Toen de Russische tsaar Peter I op 18 augustus 1697 per schip in de Zaanstreek aankwam, herkenden leden van zijn gevolg een man die aan de wal op paling viste, Gerrit Kist. Die had, zoals veel Zaanse ambachtslieden in de 17de en 18de eeuw eerder als smidsknecht een paar jaar in Moskovië – Rusland dus – gewerkt. De tsaar – ons nu beter bekend als ‘Peter de Grote’ , besloot zijn intrek te nemen in het bescheiden achterhuisje aan het Krimp, dat Kist huurde. Peter bleef maar acht dagen in de Zaanstreek. De enorme toeloop van Zaankanters die met eigen ogen het wonder van een Russische vorst in hun midden wilden aanschouwen, werd hem te gortig.
De rest van zijn vier maanden durend verblijf in Nederland in 1697 – hij zou in 1716 nog eens terugkomen – bracht tsaar Peter I door op het Amsterdamse eiland Oostenburg, waar hij zich op de werf van de Verenigde Oost-Indische Compagnie bekwaamde in de scheepsbouw. Maar het is de Zaanstreek die er met het waargebeurde sprookje vandoor is gegaan. Tot op de huidige kun je in Zaandam het ‘Tsaar Peter-huisje’ bewonderen: de zeer eenvoudige houten constructie waarin de Russische vorst verbleef, en de stenen ombouw, die we te danken hebben aan de (tot nu toe) laatste Russische tsaar, de in 1917 jammerlijk vermoorde Nicolaas II. Het is overigens een gebouwtje van de destijds prominente Nederlandse architect Gerlof Salm (1831-1897), ook bekend van het Artis-aquarium, de Vrije Gemeente aan de Weteringschans (thans Paradiso), een synagoge aan de Rapenburgerstraat en enkele gebouwen in het door Peter de Grote gestichte Sint-Petersburg.
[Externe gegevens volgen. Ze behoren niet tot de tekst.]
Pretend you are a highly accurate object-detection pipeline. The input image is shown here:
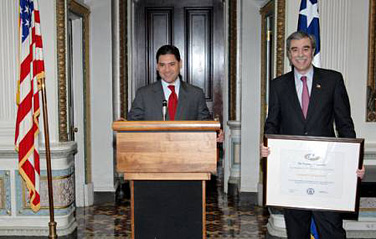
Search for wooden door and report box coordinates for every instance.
[133,0,225,119]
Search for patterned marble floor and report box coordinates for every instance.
[75,174,268,239]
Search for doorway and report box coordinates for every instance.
[131,0,225,121]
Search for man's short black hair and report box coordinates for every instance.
[157,45,181,62]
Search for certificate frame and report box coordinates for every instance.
[264,134,364,212]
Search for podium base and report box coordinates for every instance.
[132,181,205,239]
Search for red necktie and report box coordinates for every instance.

Dit laatste detail ontleen ik aan een erg leuk boekje van de historicus Rob Hartmans, ‘De tsaar in Zaandam’, waarin de geschiedenis van de tsaar in Zaandam en het wereldvermaarde huisje worden beschreven. Merkwaardig eigenlijk, dat zo’n boek al niet bestond, want bijna elke Rus of Nederlander heeft er wel eens van gehoord: van de vorst uit het verre Moskovië die – als een gewoon mens als het ware – het protocol aan zijn laars lapte en anoniem naar Nederland kwam om nieuwe ambachten en technische vooruitgang te bestuderen; en vervolgens, gewapend met zijn Europese kennis, terugging om zijn achterlijke land vooruit te stoten in wat later ‘de vaart der volkeren’ ging heten. Ook stichtte hij een nieuwe hoofdstad voor zijn Rijk, Sint-Petersburg, die niet toevallig, met zijn grachten, ook iets weg heeft van Amsterdam. (Tekst gaat door onder de afbeeldingen).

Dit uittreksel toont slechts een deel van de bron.